Forget Vince Cable. Forget, if you can, Ed Balls (and I know that’s hard, because what a joyous result that was). Expel from your mind the image of Nick Clegg crying into his cornflakes this morning while texting his old pals in the Euro-oligarchy to see if they will give him a new plush job that involves no contact with pesky plebs. For last night there was an even bigger loser than those guys. Russell Brand. Or ‘Rusty Rockets’, as his politics-packed Twitterfeed has it. Rusty being the operative word, for now we know that the much-hyped ability of slebs like Brand to sway public sentiment is in a serious state of decomposition.

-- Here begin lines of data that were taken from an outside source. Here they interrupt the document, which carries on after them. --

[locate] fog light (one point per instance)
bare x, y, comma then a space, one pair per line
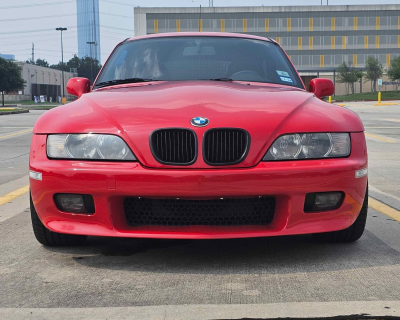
361, 173
323, 201
35, 175
74, 203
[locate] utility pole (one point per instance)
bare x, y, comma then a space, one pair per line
33, 53
62, 64
91, 60
200, 20
94, 29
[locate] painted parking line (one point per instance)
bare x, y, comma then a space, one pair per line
373, 136
13, 194
15, 134
392, 120
383, 208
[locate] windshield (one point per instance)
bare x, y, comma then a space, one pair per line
200, 58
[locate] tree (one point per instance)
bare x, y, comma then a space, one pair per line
394, 71
86, 66
39, 62
10, 77
374, 70
42, 63
58, 66
348, 75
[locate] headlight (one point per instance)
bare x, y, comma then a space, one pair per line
309, 146
88, 146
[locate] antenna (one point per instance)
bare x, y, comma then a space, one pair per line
200, 19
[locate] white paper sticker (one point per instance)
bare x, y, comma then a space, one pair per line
282, 73
286, 79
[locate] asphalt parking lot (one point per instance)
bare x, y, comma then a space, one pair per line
210, 279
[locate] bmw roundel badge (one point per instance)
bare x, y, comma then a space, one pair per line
199, 121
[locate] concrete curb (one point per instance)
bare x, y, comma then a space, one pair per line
13, 112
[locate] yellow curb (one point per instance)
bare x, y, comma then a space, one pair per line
14, 194
383, 208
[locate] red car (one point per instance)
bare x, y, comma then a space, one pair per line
198, 136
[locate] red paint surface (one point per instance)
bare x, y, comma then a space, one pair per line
133, 111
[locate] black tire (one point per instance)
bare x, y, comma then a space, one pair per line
50, 238
352, 233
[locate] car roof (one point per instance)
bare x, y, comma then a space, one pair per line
203, 34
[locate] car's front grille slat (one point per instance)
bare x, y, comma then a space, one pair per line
225, 146
213, 212
174, 146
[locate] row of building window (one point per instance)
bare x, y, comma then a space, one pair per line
274, 24
333, 60
340, 42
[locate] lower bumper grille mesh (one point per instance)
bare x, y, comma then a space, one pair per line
216, 212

This election has just done to Brand what the last election did to Clegg: exposed that his powers of persuasion over the little people are nothing more than a Guardianista fantasy. In 2010 every liberal was banging on about Cleggmania and saying Nick was the Obama of Britain. (Obama should have sued.) Then the election results came in and revealed that Clegg’s Lib Dems actually lost seats – 57, down from 61 in 2005 (and now, of course, his party is wiped out).

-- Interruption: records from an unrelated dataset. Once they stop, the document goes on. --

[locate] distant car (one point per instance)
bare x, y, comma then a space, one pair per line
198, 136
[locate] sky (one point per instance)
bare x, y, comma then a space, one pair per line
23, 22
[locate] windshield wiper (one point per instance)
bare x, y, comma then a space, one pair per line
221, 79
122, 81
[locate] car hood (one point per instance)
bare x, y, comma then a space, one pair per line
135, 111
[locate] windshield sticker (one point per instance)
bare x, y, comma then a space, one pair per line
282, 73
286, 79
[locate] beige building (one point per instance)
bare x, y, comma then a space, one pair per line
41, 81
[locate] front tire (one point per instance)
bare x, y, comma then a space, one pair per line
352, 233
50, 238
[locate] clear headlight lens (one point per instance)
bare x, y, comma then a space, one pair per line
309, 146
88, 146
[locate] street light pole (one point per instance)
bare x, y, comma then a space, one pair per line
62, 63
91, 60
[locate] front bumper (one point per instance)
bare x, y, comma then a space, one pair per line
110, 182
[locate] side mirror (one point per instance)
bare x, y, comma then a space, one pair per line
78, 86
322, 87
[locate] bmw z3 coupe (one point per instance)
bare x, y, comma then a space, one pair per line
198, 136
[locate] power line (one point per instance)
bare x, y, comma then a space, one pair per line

This time round, leftish observers talked up the ‘Brand effect’, the possibility that Rusty’s reversal on not voting and his interview with and endorsement of Miliband might help swing the election. ‘The Tories should be worried’, declared the Guardian. Yeah, not so much. If Brand had any effect – and he didn’t – it was only to damn Labour even more than it was already damned.

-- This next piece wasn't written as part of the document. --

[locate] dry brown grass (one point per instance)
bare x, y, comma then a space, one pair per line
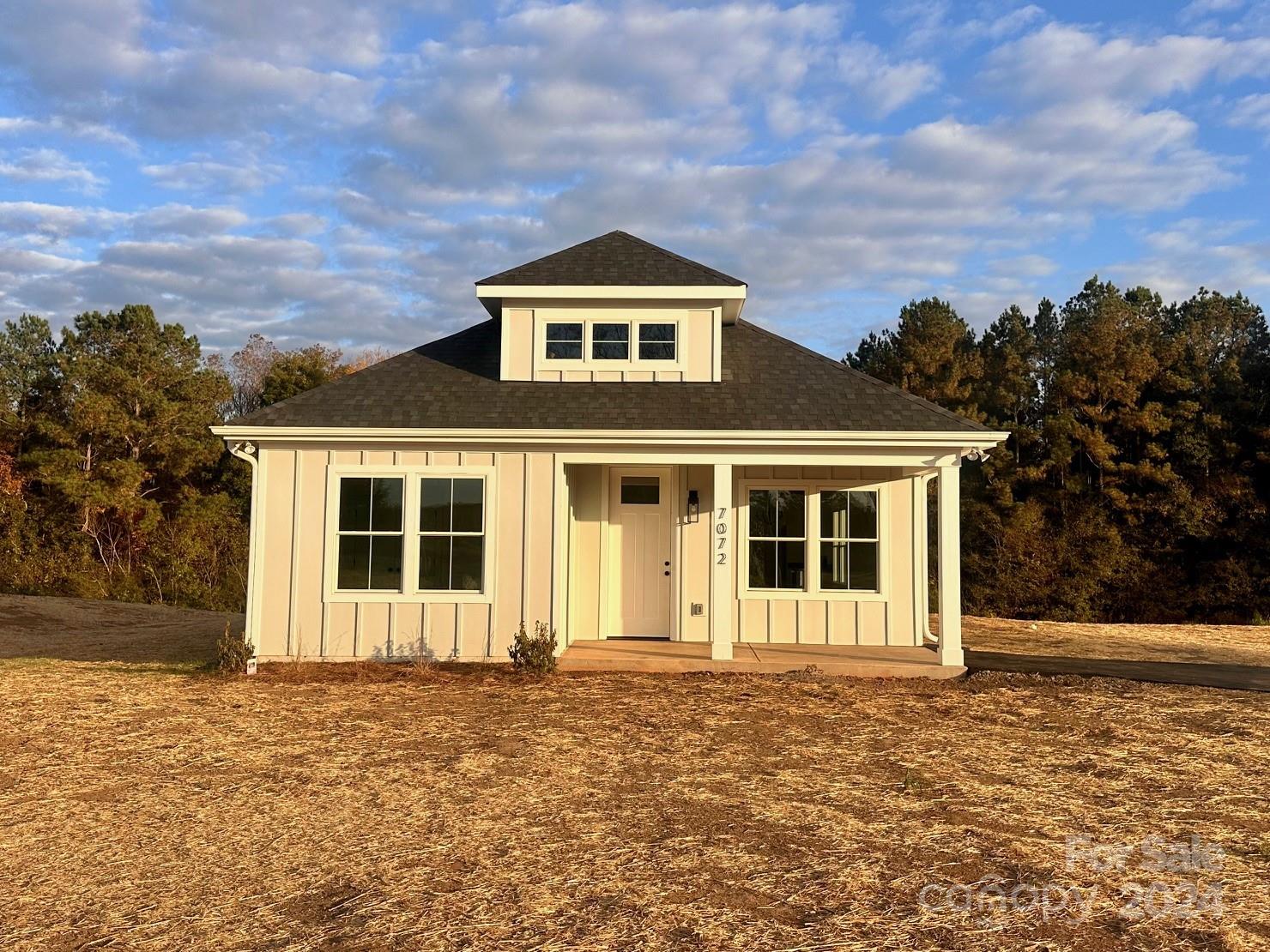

The bigging-up of Brand’s intervention in the election was seat-shiftingly embarrassing. ‘He has nearly 10 million Twitter followers… he is listened to by hundreds of thousands of disillusioned Britons… Russell Brand matters’, said Owen Jones, clearly viewing Brand as a kind of priestly figure with a mystical hold over that inscrutable blob (us lot) that politicians can’t connect with. In another piece, Jones said ‘Miliband’s best route to young voters is Russell Brand’, not stopping to think that it might be super-weird that the leader of the alleged party of working people can only speak to the youth via a floppy-haired 40-year-old tabloid filler who hasn’t made a decent gag since 2008.